Doch bei seiner Vertragsverlängerung bis 2019 am Dienstag im Hamburger Rathaus wartete der gebürtige Amerikaner mit einer Überraschung auf: Ab 2015 soll Lloyd Riggins (44), langjähriger Erster Solist der Compagnie und Ballettmeister, ihm als stellvertretender Ballett-Direktor zur Seite stehen. «Für mich ist es wichtig, einen Weg aufzuzeigen, wie es mit dem Hamburg Ballett nach
2019 weitergehen soll», sagte Neumeier. Riggins habe sein Vertrauen und das des Ensembles und könne möglicherweise - wenn er dazu aufgefordert wird - die Compagnie weiter leiten. «Er ist nicht nur als Tänzer jemand, der absolut mein Konzept eines Balletttheaters darstellt, sondern er kann dieses Konzept auch als Leiter weitergeben», betonte Neumeier.
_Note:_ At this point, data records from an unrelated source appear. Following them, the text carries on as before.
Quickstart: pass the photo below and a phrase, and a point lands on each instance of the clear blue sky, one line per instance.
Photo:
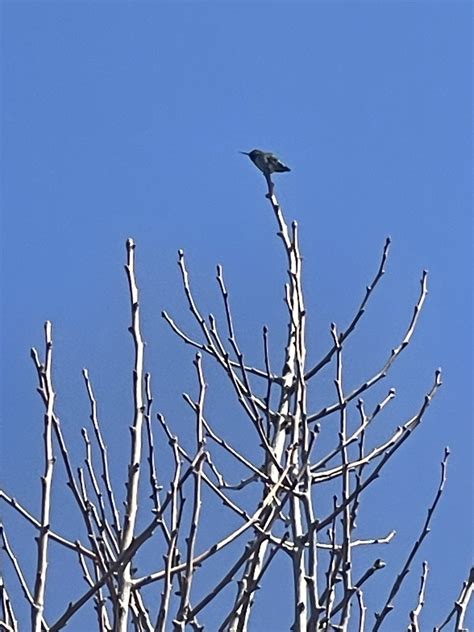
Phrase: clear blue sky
(124, 120)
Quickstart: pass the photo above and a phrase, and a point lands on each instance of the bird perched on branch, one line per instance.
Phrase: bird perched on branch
(267, 163)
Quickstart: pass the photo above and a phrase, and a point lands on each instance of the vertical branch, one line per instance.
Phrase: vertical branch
(46, 384)
(415, 613)
(388, 607)
(103, 452)
(176, 513)
(9, 620)
(346, 492)
(125, 577)
(153, 478)
(185, 603)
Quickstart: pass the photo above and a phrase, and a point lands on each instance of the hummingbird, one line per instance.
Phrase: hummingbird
(267, 162)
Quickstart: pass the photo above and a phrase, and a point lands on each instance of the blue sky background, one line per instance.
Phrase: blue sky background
(124, 120)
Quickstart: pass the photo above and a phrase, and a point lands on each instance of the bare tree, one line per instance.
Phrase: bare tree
(300, 499)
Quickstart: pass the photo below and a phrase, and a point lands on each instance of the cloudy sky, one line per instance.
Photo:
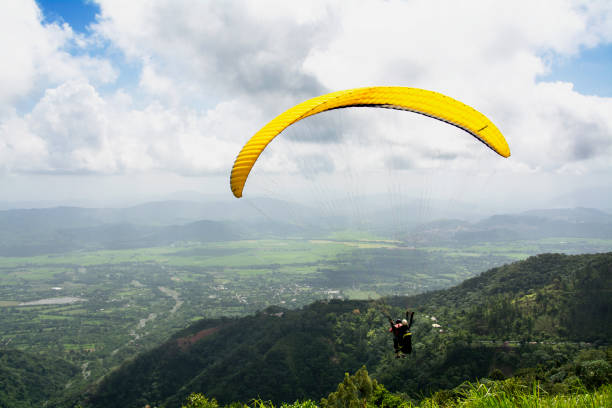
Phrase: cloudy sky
(111, 102)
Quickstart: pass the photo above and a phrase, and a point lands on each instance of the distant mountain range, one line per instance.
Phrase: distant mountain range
(25, 232)
(283, 354)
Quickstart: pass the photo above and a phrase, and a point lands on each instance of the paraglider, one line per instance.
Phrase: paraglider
(402, 337)
(421, 101)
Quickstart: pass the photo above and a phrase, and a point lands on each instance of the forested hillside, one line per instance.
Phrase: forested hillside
(536, 313)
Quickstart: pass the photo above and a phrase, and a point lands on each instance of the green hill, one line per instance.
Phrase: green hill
(28, 380)
(536, 313)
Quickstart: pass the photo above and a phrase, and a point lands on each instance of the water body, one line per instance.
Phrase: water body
(53, 301)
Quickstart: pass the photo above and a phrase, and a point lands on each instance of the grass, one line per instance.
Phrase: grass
(507, 394)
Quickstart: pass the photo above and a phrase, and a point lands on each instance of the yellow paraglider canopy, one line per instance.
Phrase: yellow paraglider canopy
(421, 101)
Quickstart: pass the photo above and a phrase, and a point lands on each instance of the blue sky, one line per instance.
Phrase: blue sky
(78, 13)
(590, 70)
(168, 91)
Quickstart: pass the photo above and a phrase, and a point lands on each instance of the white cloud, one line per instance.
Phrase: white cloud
(212, 73)
(37, 55)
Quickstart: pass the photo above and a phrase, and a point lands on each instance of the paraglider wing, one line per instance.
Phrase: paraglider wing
(428, 103)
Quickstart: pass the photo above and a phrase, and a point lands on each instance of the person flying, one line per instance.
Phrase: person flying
(402, 337)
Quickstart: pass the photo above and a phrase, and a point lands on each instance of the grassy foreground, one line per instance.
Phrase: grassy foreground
(477, 395)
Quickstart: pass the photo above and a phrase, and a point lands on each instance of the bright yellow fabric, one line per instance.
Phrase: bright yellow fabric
(428, 103)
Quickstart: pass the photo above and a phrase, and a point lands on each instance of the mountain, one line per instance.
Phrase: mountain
(548, 306)
(28, 380)
(528, 225)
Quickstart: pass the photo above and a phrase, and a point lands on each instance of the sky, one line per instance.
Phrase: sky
(107, 102)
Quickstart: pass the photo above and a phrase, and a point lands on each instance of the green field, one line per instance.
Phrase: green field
(131, 300)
Lloyd Riggins wird seit vielen Jahren als «Kronprinz» von John Neumeier gehandelt. Seit 1995 beim Hamburg Ballett, glänzte er als Erster Solist in zahlreichen Hauptrollen, unter anderem als Gustav von Aschenbach in «Tod in Venedig», in «Nijinsky» oder als Hans Christian Andersen in «Die kleine Meerjungfrau». Für seine Rolle als Aschenbach erhielt er 2004 den Ballett-Oscar «Benois de la Danse».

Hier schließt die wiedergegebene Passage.